How to change output format to Parquet after materializing object in Pipeline Builder

I created an object in Pipeline Builder and materialized it, but the output is not stored in Parquet format.

I can’t find where to set the output format to Parquet. Where exactly can I configure this

I’m not using Code Repositories - just the standard visual pipeline

Hey @27207436a3fb2f15a430, the default backing dataset for batch ontology objects from Pipeline Builder should have parquet files. Can you share what you see when you go to your object → open → view backing dataset and then in the dataset view, go to the details tab → files?

See screenshots below for the steps outlined above (you’ll see in the second screenshot there is a list of .parquet files)

Are you maybe talking about the materialization dataset of your object type? That is a View and the backing file format is not exposed to users.

If you need your materialization as parquet you would need to build a pipeline on top to convert it.

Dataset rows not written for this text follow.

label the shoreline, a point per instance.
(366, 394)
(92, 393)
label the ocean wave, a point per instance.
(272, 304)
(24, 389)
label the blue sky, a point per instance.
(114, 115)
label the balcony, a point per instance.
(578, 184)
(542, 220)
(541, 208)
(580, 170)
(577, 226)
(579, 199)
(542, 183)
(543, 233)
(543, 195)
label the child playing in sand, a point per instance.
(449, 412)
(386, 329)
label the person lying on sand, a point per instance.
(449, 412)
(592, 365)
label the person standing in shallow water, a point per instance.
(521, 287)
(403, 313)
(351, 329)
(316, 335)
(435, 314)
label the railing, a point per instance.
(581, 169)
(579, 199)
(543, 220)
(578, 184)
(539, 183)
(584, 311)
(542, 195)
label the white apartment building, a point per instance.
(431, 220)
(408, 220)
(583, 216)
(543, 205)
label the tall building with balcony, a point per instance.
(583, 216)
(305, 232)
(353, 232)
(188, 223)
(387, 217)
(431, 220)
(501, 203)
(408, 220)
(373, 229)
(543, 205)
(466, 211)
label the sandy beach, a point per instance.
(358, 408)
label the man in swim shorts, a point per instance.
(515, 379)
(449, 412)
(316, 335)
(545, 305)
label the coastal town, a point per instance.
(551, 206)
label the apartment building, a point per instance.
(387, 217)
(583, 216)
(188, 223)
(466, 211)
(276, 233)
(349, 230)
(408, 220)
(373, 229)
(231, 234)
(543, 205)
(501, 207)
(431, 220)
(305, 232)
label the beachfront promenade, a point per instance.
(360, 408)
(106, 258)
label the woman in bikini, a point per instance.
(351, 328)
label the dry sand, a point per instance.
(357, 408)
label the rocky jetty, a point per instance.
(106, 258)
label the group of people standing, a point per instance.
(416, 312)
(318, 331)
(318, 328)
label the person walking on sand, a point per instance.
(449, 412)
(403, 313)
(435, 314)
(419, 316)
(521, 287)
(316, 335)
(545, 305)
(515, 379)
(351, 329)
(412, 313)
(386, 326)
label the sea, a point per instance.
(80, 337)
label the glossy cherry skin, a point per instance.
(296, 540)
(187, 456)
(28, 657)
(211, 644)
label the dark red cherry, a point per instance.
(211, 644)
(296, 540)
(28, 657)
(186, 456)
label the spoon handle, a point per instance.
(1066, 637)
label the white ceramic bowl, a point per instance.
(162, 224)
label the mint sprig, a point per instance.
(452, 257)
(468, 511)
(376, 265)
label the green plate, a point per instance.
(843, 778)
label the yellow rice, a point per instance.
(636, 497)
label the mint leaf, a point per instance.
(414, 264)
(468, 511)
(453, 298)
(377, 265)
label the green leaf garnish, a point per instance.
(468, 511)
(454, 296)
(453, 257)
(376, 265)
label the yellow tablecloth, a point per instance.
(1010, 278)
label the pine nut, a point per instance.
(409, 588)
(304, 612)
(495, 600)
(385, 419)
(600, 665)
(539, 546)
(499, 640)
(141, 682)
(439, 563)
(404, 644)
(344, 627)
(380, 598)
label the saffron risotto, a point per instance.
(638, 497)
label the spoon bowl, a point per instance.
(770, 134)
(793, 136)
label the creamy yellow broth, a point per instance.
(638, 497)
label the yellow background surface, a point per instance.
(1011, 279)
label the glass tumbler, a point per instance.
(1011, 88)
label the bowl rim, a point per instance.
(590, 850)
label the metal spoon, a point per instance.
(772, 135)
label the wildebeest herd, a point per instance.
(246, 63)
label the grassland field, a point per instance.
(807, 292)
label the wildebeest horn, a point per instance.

Yes, I was referring to the materialization dataset of the object.
How can I convert the materialization to Parquet format?

You can‘t (as I said above).

You can build a downstream transform with the materialization as input using code repo or pipeline builder and have that update on a schedule.

Why do you specifically want parquet format? For usage outside of Foundry, I assume?

We originally built the pipelines using the Batch pipeline setup, which processes all the data on each run.

Now we want to switch to Streaming, since the data is coming in more frequently and we want to process it in near real time.

From what I understand, we’ll need to convert the materialized dataset into Parquet format to make it compatible with the streaming environment.

The issue is that the materialization dataset is not giving you incremental updates which means you would first need a downstream incremental transform to detect deltas.

What’s your latency requirements for the end2end data flow? I have seen lightweight pipeline builder been able to keep op with <2 minutes latency requirements. That would mean you don’t require streaming datasets.

What’s consuming your data at the end of the pipeline?